Perhaps they are just using regular leather — even castrated steers are regularly treated with synthetic testosterone to improve meat yield.

The same company also makes “elephant belts”, which to my horror are made from actual elephant skin.  The site insists they deal only with “legal importers” of elephant hide, which led me to wonder: Where do you find a “legal importer” of parts of an animal it is illegal to kill?  This one surprised me: it appears to be legal to hunt elephants, provided you have the right permits, at least in some parts of Africa, and in theory the “tourism” trade that’s generating is good for the locals and even, possibly, in some roundabout way, the elephants.  Um, that’s great…maybe…but I’m still not buying a belt made of elephant skin.

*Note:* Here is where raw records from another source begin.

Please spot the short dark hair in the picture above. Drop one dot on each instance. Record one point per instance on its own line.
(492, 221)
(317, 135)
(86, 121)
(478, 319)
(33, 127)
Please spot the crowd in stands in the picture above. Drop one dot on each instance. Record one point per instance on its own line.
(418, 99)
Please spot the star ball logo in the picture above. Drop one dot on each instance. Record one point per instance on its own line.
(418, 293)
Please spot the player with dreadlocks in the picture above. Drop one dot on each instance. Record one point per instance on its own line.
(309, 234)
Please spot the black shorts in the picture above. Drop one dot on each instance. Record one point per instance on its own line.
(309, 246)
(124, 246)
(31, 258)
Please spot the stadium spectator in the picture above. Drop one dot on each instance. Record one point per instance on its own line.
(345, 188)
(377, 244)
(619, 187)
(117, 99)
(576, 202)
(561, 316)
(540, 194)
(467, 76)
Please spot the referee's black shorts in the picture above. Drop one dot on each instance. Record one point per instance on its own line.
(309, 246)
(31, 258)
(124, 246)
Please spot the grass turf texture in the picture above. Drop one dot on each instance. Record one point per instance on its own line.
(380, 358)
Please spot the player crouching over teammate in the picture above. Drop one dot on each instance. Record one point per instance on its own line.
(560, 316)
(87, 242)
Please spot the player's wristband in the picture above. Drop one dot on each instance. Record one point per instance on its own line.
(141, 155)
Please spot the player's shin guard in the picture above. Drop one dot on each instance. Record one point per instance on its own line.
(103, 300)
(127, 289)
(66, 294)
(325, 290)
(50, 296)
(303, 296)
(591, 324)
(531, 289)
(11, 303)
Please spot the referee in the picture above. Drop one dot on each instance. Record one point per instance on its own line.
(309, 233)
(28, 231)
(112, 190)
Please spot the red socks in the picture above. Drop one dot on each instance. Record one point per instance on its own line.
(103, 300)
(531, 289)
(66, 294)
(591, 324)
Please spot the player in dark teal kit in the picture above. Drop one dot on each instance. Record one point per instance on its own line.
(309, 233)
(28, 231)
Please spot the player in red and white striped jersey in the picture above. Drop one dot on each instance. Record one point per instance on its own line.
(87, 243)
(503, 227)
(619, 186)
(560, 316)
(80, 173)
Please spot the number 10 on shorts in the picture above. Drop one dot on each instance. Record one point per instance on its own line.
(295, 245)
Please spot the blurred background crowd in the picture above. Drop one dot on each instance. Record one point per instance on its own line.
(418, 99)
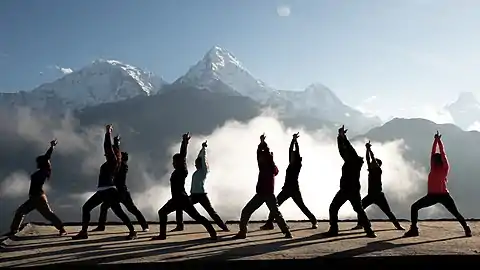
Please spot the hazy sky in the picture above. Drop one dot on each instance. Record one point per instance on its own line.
(390, 57)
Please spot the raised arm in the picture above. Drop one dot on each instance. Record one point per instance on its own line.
(49, 152)
(262, 147)
(345, 148)
(290, 150)
(434, 146)
(183, 146)
(203, 156)
(371, 156)
(107, 145)
(297, 148)
(367, 155)
(116, 143)
(442, 153)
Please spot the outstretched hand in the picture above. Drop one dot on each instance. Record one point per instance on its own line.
(368, 145)
(342, 131)
(263, 137)
(54, 142)
(186, 136)
(109, 128)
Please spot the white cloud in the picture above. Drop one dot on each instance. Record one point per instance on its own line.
(15, 185)
(283, 11)
(64, 70)
(474, 127)
(231, 182)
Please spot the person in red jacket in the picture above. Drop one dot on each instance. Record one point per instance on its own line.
(437, 189)
(265, 192)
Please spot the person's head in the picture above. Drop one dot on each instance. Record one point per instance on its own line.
(178, 161)
(124, 157)
(437, 159)
(296, 158)
(43, 162)
(265, 156)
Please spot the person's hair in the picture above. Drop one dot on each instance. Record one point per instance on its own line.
(437, 159)
(124, 156)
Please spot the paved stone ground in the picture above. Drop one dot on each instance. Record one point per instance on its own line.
(39, 245)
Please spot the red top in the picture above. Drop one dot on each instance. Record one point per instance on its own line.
(437, 178)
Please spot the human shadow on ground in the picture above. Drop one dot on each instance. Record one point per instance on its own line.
(383, 245)
(231, 253)
(89, 255)
(102, 251)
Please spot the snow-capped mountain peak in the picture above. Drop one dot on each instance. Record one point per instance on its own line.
(220, 65)
(218, 57)
(143, 78)
(102, 81)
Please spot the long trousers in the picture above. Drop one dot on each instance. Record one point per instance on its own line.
(255, 203)
(125, 199)
(112, 198)
(39, 203)
(381, 201)
(204, 201)
(296, 196)
(342, 196)
(185, 204)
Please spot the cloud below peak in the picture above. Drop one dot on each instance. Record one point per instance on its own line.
(64, 70)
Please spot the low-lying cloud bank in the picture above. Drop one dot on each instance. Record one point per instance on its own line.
(232, 158)
(231, 182)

On a related note, the other day I was at a zoo which had a “touch tank” full of dogfish sharks, and it occurred to me that the zoo probably did not have its own dog shark breeding operation.  Where might be the easiest place for a facility to get large quantities of a shark bred for “animal fodder, fertilizer, and research”?

I’ve walked past “touch tanks” for more than thirty years.  Only now am I wondering where they get all these animals (and it seems likely they have high turnover in those tanks).   A facility at which I worked once (against their own better judgement) bought display animals from a fur farm.  Where is your local zoo getting their critters, and sending their surplus?  Where is your “legal supplier” of elephant skin getting their material?  It’s just an important question to keep in mind: what other industry may I be indirectly supporting by purchasing this product?